Da entdeckte sie eine Antwort von Herrn von Weigel aus dem Ruhrgebiet und öffnete sie hastig.


Sehr geehrte Frau Dupont,

Ihre Mail habe ich mit Erstaunen gelesen und selbstverständlich halte ich es für meine Pflicht, Ihnen mit den nötigen Informationen weiter zu helfen.

Sie scheinen ein Gespür dafür zu haben, sich direkt an die richtigen Menschen zu wenden, denn Sie haben durch das Anschreiben an den Margrefshof nicht nur eine Ferienpension am Baldeneysee im besagten Gebiet angetroffen, sondern einen Hof, der in den früheren Jahrhunderten bis vor vielen Jahrzehnten mit zum Gut Markgraf gehörte.

Im Laufe der Zeit wurde der Name umgewandelt in Margrefshof. Aber das erkläre ich Ihnen später einmal. Ich glaube das erscheint auch jetzt nicht so wichtig.

Primär ist vielmehr, dass wir Ihnen behilflich sein könnten, wenn wir die alten Unterlagen studiert haben und dabei etwas an Informationen über das damalige Leben hier um 1900 herum herausfinden.

Ich werde die alte Truhe morgen vom Dachboden herunterholen und mich daran setzen, alle Akten der vergangenen Zeit zu sortieren. Dieses hatte ich sowieso irgendwann einmal geplant, aber Sie wissen ja, wie das oft so ist. Man nimmt sich etwas vor und meist kommen immer andere Dinge dazwischen.

Doch auch für uns als Besitzer eines doch geschichtsträchtigen Hofes, ist es nicht uninteressant, die Historie einmal aufzugreifen.

Daraus könnten wir gut eine Broschüre erstellen, die auch für unsere Feriengäste oder für die Stadt Essen-Werden, die ebenfalls eine alte eigene Geschichte aufweist, interessant sein.

Also wir, meine Frau Christine und ich, mein Vorname ist Burkhard, wir sind dabei und wir würden Sie und Ihren Freund Stephan gerne persönlich begrüßen, damit wir etwas aus dem Leben seiner Großmutter in Erfahrung bringen.

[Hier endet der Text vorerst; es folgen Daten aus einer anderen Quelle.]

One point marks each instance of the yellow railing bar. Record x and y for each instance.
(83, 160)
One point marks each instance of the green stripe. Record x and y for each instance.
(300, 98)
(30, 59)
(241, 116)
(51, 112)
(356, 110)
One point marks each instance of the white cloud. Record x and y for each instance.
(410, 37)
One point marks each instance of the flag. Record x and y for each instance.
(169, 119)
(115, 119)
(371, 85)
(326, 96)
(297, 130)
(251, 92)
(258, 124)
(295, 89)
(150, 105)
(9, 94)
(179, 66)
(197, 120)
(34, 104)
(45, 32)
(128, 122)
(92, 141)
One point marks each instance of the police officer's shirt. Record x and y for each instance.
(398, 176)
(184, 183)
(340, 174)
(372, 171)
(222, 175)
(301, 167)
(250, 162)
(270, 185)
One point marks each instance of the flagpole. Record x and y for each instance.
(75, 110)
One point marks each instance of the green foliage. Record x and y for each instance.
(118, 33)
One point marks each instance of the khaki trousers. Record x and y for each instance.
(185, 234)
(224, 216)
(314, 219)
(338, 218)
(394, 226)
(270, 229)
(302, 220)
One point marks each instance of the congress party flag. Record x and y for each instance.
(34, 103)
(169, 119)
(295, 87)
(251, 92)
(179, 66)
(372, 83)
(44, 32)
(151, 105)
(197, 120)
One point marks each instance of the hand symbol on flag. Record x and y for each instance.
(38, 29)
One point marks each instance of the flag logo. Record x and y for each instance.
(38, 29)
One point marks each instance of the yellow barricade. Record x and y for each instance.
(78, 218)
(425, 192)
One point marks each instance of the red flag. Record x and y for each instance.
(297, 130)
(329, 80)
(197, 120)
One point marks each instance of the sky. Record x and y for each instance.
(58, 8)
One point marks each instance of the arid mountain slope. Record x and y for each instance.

Wer weiß, sie wurde damals, so wie Sie berichtet haben, hier als Findelkind ausgesetzt und vielleicht erfahren wir sogar noch etwas mehr, was wiederum die Eltern dieser Johanna Wegemann anbelangt.

In diesem Sinne beende ich nun meine Mail an Sie und freue mich, wenn Sie mich eventuell anrufen und wir einen Termin vereinbaren, wann wir die Sache angehen. Ich werde derweil schon einmal in Vorarbeit gehen.

Wir freuen uns darauf, Sie baldigst hier begrüßen zu dürfen und wünschen Ihnen schon einmal viel Erfolg vorab.

Mit freundlichen Grüßen

Burkhard von Weigel


Stephan nahm Veronika in die Arme. Er hatte zeitgleich die Mail mitgelesen.

„Ich suche wie ein Maikäfer seit etlichen Jahren diesen Gutshof, finde keine Information diesbezüglich und ich schreibe dir in einer Mail darüber und du gehst hin und hast in Nullkommanichts die Idee einfach irgendwelche fremden Höfe dort anzuschreiben und triffst auch noch direkt den Richtigen. Ich muss sagen Veronika, ich bin sprachlos. Wie machst du das? Was geht in dir vor, wenn du vor Rätseln gestellt wirst, worüber andere sich etliche Jahre den Kopf zermartern? Hast du da sofort Ideen?“

Veronika schaute ihn lange an und meinte: „Ich bin ein Logiker und versuche mich einfach darauf zu konzentrieren wo ich etwas erfahren könnte. Bei Behörden in deren Archiven zum Beispiel, in Kirchenämtern, bei Hobbyhistorikern, es gibt da etliche Möglichkeiten. Ich bin hartnäckig. Zudem habe ich ein Feingespür und lasse vieles auf mich wirken. Zusammenhänge kristallisieren sich dadurch förmlich heraus, aber hinzu kommt noch, dass ich mich auch sehr gut in eine andere Person hineinversetzen kann.“

Bewundernd schaute Stephan sie an und nickte: „Es ist spät Veronika. Ich richte dir ein Bett und morgen werden wir Kontakt mit Herrn von Weigel aufnehmen und einen Termin vereinbaren. Wir können sicherlich in ihrem Haus Unterkunft beziehen, wenn es eine Ferienpension ist.

Es wird für mich ein ganz neues Gefühl sein im Herbst beziehungsweise Winter, wenn ich mir das Wetter da draußen anschaue, an den Baldeneysee zu fahren.“

Der junge Mann spürte plötzlich, dass er in Veronika mehr als nur eine Frau sah, die ihm wieder helfen wollte. Er war sich unsicher, was es war, doch er fühlte etwas Warmes in seinem Herzen, wenn er sie ansah. Somit beendeten sie diesen sehr anstrengenden Tag und legten sich bald zu Bett.